What is the GR version of gravitational potential energy?
In GR, the local time rate near massive objects varies compared with the time rate of a distant observer. This effectively causes a fractional change in the rest energy of a test body when it is moved into that potential, which corresponds to the Newtonian potential energy. For the potential at distance r from a central mass M, the relative time rate is approximately (1-GM/rc2) so the potential energy is a fraction -GM/rc2 of the rest energy, or a fraction -GM/r of the test body rest mass, as in Newtonian theory.

This approximate scheme doesn't however work when the potential energy of the source is considered as well as that of a test object, because a simple approximation to GR would suggest that their potential energy due to each other is equal, which means that when the test mass was brought near to the source mass the total energy of the system has been decreased by twice the Newtonian potential energy. In Newtonian theory, we understand that potential energy is a property of the system, so we should only count it for one or the other object, but it is not clear (at least to me) how to correct the GR approximation to allow for this.

Thanks very much for your input. I can see what is meant now by the GR version of gravitational potential energy.

It is interesting how ‘clock rates’ can be directly translated into potential energy.
Rest energy $$E = (1-\frac{GM}{rc^2})mc^2=mc^2-\frac{GMm}{r}$$

But $$(1-\frac{GM}{rc^2})$$ is a clock rate ratio. Can multiplying a clock rate ratio by mc^2 be justified?

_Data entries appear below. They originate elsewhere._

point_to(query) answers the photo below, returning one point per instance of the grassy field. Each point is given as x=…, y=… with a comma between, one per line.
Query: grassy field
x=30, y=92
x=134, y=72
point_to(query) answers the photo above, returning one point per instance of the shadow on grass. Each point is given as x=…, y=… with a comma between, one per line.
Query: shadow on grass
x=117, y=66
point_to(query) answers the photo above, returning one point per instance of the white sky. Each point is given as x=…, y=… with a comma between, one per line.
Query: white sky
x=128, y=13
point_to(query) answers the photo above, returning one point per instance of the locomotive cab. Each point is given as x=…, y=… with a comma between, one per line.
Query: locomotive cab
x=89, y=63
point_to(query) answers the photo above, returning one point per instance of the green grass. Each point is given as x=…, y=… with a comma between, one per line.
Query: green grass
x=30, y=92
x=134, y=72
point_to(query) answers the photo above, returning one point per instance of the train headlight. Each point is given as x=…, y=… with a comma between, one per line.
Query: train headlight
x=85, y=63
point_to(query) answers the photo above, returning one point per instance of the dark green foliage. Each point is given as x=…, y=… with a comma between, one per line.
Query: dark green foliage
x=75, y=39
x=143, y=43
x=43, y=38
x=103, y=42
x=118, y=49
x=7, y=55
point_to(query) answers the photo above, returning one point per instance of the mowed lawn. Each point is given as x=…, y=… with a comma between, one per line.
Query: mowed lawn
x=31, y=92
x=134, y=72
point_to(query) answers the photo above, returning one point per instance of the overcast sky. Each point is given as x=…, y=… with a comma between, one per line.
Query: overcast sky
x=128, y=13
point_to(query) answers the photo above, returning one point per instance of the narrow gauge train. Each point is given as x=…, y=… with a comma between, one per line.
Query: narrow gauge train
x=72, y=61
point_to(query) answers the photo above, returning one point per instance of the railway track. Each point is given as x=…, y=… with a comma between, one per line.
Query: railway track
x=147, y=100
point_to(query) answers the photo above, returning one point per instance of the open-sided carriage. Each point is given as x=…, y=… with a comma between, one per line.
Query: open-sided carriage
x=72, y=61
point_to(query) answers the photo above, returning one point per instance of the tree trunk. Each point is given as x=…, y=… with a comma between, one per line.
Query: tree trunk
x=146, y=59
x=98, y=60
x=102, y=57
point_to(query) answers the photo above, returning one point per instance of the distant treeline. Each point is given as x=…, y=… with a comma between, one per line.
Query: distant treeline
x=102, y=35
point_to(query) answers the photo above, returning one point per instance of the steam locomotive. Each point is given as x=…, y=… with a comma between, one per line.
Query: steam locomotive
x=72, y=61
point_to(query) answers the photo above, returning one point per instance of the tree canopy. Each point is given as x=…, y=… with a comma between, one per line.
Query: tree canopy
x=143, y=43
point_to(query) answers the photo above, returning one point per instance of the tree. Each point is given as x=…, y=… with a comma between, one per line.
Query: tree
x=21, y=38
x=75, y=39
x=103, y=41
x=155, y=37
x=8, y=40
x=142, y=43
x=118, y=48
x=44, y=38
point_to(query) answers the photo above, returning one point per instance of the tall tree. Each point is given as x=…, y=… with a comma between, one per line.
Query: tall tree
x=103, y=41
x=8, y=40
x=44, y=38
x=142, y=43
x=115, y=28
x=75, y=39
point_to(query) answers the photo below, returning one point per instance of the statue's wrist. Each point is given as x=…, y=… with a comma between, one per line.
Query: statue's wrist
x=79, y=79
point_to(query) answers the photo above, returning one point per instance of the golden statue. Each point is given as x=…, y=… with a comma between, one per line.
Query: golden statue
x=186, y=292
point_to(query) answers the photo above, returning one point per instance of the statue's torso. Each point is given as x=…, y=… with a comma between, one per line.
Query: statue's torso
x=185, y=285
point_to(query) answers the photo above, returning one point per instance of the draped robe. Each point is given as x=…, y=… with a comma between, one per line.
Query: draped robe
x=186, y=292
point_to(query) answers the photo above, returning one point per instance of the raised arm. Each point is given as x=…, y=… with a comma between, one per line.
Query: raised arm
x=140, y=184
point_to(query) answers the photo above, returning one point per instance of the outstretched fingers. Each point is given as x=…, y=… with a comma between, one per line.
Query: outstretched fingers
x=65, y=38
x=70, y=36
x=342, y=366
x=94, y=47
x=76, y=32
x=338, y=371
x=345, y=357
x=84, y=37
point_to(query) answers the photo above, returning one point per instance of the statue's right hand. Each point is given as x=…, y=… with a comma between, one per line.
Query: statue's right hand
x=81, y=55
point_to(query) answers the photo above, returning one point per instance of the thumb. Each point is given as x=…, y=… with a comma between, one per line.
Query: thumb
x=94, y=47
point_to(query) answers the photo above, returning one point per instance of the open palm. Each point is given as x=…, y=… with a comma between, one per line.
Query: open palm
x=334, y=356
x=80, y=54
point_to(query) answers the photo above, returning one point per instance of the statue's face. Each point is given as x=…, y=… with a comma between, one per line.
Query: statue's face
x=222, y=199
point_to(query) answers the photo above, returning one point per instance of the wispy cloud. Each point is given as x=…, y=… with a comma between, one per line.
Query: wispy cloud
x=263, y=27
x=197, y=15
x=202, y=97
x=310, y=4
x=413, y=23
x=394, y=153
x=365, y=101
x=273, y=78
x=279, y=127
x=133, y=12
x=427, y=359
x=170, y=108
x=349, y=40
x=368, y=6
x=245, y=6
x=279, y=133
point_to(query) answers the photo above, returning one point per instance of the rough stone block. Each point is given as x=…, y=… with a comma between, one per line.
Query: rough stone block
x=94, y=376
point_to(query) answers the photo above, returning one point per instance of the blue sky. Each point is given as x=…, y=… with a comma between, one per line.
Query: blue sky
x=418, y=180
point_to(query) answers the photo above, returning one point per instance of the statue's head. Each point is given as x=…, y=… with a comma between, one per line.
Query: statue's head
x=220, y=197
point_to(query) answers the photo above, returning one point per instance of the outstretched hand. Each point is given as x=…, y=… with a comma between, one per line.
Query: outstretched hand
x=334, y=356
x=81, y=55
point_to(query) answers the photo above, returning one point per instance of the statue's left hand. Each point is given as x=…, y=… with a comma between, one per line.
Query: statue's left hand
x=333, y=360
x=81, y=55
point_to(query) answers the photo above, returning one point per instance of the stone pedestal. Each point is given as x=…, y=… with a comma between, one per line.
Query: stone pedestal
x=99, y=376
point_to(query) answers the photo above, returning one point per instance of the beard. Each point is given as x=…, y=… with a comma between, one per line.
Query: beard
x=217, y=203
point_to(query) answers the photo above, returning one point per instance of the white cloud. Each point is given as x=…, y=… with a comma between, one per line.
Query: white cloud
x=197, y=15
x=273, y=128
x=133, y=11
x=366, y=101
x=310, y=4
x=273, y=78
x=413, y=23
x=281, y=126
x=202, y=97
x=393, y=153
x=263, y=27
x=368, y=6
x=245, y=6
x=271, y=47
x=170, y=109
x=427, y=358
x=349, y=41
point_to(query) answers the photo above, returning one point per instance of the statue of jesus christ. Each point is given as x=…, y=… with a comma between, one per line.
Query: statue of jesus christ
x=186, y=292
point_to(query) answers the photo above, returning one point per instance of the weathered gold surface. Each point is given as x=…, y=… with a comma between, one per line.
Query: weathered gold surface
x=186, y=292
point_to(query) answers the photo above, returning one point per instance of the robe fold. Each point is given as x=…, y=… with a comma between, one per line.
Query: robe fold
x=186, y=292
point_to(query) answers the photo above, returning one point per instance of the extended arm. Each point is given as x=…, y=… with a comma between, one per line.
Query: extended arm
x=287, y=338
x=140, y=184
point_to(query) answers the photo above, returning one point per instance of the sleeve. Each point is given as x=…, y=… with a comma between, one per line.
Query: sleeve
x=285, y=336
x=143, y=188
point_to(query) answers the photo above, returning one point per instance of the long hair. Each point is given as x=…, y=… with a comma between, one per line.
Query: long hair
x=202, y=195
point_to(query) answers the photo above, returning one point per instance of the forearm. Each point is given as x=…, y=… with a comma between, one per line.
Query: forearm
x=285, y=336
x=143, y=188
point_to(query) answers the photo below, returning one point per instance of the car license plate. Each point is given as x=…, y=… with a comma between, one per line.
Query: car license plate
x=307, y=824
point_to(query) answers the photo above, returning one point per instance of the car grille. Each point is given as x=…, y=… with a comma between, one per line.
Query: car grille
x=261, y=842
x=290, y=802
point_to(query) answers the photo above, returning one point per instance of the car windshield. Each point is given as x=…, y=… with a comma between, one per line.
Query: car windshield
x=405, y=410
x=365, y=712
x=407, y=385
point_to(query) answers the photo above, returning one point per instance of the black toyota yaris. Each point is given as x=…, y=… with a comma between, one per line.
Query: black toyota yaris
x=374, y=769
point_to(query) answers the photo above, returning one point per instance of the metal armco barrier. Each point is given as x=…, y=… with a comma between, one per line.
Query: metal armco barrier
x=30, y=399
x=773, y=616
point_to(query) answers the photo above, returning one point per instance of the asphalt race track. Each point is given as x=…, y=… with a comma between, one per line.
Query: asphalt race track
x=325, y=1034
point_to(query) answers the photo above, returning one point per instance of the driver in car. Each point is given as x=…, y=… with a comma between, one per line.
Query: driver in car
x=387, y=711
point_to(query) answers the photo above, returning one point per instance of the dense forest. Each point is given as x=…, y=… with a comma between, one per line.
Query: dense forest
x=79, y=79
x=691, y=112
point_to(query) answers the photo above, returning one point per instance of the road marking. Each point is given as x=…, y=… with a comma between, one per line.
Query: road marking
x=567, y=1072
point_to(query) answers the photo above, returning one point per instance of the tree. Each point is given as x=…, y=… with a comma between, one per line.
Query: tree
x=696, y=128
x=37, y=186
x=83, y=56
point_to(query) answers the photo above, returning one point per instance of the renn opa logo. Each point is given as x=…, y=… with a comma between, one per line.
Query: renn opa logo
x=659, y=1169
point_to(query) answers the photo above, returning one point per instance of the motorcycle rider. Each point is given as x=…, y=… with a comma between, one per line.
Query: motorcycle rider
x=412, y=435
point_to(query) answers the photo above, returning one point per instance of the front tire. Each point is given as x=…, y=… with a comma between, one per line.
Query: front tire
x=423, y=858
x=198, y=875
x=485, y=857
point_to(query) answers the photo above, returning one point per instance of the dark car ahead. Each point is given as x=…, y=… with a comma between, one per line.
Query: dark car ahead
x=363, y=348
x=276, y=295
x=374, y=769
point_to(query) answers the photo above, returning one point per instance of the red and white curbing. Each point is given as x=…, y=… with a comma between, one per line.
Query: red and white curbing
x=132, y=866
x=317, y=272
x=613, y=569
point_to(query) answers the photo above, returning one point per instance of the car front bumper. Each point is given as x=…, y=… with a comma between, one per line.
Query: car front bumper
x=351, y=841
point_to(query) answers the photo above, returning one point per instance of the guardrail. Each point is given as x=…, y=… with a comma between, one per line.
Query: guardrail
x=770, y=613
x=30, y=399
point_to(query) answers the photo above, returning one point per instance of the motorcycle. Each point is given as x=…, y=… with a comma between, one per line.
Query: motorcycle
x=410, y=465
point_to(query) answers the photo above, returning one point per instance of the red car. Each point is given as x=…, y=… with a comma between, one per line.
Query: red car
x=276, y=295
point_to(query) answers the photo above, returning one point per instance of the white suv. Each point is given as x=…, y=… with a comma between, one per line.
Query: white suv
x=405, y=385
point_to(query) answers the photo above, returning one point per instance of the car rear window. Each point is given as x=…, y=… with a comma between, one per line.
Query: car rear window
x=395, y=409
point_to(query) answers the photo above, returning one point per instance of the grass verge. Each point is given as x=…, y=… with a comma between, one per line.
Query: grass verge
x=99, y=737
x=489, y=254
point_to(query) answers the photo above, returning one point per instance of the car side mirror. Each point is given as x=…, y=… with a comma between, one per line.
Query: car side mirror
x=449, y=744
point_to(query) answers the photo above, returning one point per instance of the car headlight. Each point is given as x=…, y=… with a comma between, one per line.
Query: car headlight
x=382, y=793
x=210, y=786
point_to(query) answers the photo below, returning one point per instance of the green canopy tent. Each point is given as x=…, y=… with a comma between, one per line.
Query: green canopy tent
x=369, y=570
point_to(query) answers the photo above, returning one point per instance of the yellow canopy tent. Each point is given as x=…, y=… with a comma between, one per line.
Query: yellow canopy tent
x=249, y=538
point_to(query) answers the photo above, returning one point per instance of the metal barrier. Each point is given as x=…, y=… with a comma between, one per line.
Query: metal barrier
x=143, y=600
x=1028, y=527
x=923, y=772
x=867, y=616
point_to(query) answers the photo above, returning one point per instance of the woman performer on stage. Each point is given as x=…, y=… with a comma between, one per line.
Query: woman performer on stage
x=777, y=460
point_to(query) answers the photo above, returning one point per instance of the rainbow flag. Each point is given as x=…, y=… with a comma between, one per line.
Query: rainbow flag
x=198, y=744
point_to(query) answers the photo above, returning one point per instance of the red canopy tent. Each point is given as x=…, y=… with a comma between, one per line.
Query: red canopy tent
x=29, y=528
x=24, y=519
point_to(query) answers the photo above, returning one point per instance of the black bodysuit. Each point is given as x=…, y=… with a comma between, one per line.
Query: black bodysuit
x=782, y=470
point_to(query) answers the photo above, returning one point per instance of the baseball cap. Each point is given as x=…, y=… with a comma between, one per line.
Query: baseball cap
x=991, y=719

Regarding your last point about GR and twice the potential energy, doesn’t one choose a reference frame in GR? Taking a system wide approach sounds more like a Newtonian approach.

Jonathan Scott
Gold Member
But $$(1-\frac{GM}{rc^2})$$ is a clock rate ratio. Can multiplying a clock rate ratio by mc^2 be justified?
Energy is related to frequency by Planck's constant: $E = h\nu = \hbar \omega$; If time is running slower in one place relative to another, the energy of objects at that place is decreased in the same proportion. For the simplest comparison with Newton's theory, we can take the reference point to be somewhere "distant". As a first order approximation, we can also take the ratio of the clock rate at two points within the potential to get a Newtonian potential difference:

$$\frac{1-Gm/r_1\, c^2}{1-Gm/r_2\, c^2} \approx {1-Gm/{r_1\, c^2} + Gm/{r_2\,c^2}}$$

Regarding your last point about GR and twice the potential energy, doesn’t one choose a reference frame in GR? Taking a system wide approach sounds more like a Newtonian approach.
In both Newtonian theory and GR, energy is relative to a particular observer frame. Making it add up in a sensible way in GR is an extremely advanced and somewhat speculative topic.